Eu, Geraldo Lyra, procurei A Provìncia, no Arquivo Público da rua do Imperador - Recife - PE e encontrei, em edição muito antiga, com o papel amarelado já se decompondo, o poema Mãe, de sete estrofes setissílabas, sendo que o primeiro verso da quinta estrofe está assim redigido;"E, um dia, a vi rezando..."
Como se nota, o primeiro verso foi modificado, para a trova ficar com sentido completo... Não se sabe se a modificação foi do próprio autor ou de algum confrade... O que não tira o mérito da autoria!
Inclusive, indo, certa vez, ao Rio, aproveitei para ir "bater um papo" com o poeta Mauritônio Meira, então editor da Revista Nacional, a qual saía, todos os domingos, encartada no Jornal do Commercio, do Recife e que publicou alguns trabalhos meus, a exemplo do soneto Topless. Na oportunidade, falando na trova "Eu vi minha mãe rezando...", o Mauritônio disse ser uma das mais belas da língua portuguesa e que, na sua opinião, o autor dela "é o poeta Da Costa e Silva, de Amarante-PI, autor do famoso soneto Saudade": na época, ainda não tinha pesquisado no Arquivo Público local e fiquei calado...
Quando é agora, o poeta A.A. de Assis, de Maringá-PR, passou-me e-mail perguntando-me se sou parente do trovador Hormino Lyra, de Pão de Açucar-AL e respondi-lhe não saber, embora o escritor Teóphilo de Andrade (da família Pereira Lyra), tenha escrito alguns artigos publicados no Jornal do Comércio, do Rio (e sem dois "mm"), em que pesquisou a genealogia da família "Lyra"(ou Lira, que, segundo ele, têm a mesma origem). A propósito, disseram-me que um Miranda provou não ser parente de outro Miranda...
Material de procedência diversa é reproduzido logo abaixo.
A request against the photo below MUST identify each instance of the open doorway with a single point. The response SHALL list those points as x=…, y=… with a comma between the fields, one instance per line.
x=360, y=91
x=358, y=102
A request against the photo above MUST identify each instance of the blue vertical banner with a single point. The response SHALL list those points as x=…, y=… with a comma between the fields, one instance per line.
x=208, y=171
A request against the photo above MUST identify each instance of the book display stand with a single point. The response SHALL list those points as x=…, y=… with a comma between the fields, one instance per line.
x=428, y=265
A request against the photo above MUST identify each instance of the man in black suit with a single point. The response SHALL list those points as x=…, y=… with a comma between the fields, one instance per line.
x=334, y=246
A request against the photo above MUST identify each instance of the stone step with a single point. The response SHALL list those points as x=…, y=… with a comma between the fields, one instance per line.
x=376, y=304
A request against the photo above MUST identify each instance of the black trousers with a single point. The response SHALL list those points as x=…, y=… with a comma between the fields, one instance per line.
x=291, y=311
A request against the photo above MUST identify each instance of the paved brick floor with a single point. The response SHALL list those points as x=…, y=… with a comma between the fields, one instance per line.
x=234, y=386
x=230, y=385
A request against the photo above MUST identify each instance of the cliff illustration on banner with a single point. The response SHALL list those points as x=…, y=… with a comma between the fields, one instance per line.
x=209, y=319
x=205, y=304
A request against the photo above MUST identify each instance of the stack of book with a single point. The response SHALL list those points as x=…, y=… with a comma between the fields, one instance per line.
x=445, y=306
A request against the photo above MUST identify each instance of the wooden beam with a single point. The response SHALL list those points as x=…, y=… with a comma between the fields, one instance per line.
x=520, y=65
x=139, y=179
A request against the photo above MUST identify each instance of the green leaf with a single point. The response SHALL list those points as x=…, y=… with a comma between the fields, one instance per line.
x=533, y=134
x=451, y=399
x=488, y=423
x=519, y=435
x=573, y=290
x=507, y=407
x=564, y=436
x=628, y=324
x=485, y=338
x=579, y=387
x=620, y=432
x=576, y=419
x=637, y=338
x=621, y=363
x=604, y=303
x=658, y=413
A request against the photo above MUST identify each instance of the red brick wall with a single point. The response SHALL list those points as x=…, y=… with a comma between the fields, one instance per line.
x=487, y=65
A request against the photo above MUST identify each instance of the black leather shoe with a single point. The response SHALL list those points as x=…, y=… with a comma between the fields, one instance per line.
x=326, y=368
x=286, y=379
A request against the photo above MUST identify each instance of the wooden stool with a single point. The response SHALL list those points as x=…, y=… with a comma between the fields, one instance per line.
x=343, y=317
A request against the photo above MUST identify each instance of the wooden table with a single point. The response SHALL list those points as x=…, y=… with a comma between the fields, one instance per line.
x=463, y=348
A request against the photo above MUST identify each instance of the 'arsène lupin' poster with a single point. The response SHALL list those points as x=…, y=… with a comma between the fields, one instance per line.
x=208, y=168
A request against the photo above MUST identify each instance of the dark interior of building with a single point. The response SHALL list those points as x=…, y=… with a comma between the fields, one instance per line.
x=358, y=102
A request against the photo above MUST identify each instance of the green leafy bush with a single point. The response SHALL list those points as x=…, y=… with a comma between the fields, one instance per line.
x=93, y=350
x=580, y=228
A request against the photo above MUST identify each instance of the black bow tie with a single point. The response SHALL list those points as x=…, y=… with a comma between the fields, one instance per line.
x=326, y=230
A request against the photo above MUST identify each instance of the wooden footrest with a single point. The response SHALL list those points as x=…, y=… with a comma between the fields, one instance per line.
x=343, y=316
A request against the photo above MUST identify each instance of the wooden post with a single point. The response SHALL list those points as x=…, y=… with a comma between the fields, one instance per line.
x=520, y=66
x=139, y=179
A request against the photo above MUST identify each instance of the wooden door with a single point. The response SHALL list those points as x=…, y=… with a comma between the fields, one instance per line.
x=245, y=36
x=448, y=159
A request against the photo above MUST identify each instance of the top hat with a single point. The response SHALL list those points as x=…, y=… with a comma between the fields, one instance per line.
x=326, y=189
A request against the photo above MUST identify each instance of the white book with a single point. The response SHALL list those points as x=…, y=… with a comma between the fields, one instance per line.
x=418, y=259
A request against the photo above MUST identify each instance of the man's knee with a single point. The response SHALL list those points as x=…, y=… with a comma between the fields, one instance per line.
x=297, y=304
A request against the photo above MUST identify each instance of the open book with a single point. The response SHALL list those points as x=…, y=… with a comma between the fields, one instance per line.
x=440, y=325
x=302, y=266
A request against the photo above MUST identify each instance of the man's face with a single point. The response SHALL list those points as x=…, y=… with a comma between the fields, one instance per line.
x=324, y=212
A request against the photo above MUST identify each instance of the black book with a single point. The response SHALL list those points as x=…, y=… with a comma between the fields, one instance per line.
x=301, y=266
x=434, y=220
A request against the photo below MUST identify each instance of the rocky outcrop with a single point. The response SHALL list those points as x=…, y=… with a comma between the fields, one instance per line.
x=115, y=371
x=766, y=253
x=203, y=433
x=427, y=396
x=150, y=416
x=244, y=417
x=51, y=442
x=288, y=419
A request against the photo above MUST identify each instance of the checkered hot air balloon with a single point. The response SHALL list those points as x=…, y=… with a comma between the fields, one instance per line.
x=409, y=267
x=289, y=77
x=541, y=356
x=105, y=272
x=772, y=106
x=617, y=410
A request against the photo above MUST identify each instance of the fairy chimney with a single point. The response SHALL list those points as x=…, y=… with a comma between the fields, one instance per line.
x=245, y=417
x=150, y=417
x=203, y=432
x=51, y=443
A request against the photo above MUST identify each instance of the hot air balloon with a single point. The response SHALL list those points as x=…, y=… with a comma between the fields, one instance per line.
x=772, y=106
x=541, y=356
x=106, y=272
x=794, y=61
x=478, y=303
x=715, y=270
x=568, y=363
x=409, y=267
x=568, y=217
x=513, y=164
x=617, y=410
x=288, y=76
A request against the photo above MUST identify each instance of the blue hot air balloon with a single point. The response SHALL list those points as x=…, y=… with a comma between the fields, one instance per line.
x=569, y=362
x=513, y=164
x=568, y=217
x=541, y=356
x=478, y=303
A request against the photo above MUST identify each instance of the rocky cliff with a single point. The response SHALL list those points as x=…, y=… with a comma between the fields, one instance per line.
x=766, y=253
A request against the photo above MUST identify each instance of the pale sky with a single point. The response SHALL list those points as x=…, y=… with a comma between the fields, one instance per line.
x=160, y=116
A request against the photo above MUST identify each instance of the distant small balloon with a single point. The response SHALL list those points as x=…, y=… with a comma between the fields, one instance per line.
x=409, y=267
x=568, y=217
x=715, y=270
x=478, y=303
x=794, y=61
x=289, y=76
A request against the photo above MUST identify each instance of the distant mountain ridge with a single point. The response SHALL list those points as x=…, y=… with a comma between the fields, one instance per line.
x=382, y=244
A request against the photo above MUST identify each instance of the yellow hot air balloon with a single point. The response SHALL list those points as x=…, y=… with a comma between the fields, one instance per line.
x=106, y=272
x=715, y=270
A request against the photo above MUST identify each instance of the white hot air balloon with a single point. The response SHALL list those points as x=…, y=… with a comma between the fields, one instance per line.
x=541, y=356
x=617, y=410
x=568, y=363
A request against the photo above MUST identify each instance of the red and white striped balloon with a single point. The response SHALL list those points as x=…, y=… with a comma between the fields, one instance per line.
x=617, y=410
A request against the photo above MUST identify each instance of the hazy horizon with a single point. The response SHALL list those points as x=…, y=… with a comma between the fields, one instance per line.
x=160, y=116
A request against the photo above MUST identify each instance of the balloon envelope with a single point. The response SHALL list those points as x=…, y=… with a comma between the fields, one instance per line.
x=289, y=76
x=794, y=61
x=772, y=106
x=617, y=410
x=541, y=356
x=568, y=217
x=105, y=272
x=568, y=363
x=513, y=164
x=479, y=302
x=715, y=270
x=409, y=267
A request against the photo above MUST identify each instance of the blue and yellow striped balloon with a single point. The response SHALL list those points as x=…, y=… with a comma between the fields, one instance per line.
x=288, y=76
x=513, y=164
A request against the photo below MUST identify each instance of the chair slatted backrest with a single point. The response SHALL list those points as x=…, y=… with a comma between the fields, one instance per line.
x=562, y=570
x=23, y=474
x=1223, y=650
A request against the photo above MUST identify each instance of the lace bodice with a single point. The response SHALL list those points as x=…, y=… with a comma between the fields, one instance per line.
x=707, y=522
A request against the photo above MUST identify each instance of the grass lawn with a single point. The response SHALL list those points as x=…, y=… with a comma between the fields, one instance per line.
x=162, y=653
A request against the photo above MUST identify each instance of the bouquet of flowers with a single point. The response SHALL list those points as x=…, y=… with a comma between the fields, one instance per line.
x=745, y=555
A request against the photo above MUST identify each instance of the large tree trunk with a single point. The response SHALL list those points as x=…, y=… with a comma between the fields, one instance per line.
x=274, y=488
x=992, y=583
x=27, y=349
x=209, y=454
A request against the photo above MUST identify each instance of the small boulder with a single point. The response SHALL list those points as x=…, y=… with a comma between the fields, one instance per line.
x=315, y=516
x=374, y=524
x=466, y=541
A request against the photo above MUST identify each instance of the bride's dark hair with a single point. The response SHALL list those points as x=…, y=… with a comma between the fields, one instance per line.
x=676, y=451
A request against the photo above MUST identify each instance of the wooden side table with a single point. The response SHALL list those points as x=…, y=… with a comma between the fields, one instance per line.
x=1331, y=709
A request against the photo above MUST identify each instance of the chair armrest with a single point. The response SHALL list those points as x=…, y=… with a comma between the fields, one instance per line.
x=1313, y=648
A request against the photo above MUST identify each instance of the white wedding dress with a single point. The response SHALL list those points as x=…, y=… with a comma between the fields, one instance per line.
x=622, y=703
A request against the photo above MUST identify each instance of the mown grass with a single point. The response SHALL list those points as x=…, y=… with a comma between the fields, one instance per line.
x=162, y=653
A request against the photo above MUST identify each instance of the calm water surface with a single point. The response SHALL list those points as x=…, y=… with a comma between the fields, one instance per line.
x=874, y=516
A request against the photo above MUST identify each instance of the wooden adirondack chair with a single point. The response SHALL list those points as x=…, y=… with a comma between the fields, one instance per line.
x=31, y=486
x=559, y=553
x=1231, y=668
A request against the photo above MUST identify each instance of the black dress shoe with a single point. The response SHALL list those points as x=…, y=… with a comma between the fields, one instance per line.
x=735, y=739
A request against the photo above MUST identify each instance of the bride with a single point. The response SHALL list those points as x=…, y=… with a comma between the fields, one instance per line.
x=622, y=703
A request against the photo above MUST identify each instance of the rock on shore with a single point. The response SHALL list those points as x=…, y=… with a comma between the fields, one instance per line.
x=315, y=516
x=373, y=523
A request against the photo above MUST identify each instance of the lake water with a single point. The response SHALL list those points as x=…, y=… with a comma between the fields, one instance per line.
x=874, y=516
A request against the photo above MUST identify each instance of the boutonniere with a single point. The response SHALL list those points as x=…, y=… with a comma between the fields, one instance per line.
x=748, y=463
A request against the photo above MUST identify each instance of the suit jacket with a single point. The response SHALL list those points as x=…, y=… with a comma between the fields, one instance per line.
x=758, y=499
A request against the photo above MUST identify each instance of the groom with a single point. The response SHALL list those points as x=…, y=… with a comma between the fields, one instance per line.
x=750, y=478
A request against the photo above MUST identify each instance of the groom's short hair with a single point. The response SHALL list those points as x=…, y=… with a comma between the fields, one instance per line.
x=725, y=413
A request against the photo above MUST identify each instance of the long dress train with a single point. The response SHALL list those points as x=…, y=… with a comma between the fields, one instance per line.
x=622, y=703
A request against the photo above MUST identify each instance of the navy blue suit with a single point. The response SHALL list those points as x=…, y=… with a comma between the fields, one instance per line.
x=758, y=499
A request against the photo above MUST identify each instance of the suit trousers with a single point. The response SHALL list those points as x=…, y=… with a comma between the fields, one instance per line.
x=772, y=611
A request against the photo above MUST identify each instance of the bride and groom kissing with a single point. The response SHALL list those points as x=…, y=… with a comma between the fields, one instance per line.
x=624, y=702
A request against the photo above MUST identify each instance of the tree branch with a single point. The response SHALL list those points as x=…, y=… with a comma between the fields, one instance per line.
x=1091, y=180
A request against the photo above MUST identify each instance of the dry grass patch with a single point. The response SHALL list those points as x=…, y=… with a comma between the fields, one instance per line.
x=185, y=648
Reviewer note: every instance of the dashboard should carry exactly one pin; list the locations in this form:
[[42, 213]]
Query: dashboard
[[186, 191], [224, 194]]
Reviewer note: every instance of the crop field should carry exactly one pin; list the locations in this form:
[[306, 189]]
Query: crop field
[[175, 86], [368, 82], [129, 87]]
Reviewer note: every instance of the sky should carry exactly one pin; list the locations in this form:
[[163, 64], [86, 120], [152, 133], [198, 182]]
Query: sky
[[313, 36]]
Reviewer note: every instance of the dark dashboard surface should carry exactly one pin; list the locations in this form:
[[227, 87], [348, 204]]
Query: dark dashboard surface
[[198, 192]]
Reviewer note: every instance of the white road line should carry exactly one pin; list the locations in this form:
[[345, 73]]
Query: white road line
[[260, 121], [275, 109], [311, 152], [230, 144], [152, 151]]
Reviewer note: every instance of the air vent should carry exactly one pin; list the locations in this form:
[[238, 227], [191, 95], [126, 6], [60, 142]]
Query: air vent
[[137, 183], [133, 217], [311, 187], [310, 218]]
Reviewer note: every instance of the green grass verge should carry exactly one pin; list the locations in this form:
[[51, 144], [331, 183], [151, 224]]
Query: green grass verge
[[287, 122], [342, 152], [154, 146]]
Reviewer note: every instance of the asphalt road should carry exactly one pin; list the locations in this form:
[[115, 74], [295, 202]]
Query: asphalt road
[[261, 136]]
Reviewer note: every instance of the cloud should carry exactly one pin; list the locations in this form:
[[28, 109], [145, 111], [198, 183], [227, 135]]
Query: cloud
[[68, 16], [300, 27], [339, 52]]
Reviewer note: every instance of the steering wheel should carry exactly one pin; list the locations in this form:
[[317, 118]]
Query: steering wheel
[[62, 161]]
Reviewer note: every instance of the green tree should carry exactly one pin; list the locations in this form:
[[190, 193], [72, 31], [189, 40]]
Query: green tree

Ainda, o Assis, mandou-me o seguinte:"Certa vez, procurávamos resolver equação algébrica, a uma incógnita, quando se nos deparou este quadro: na casa da Família Medeiros entrava uma pessoa, sobraçando umas flores para alguém que completava mais um ano de existência; na casa da Família Cravo outra pessoa levava flores para enfeitar o caixão mortuário de uma das senhoras idosas.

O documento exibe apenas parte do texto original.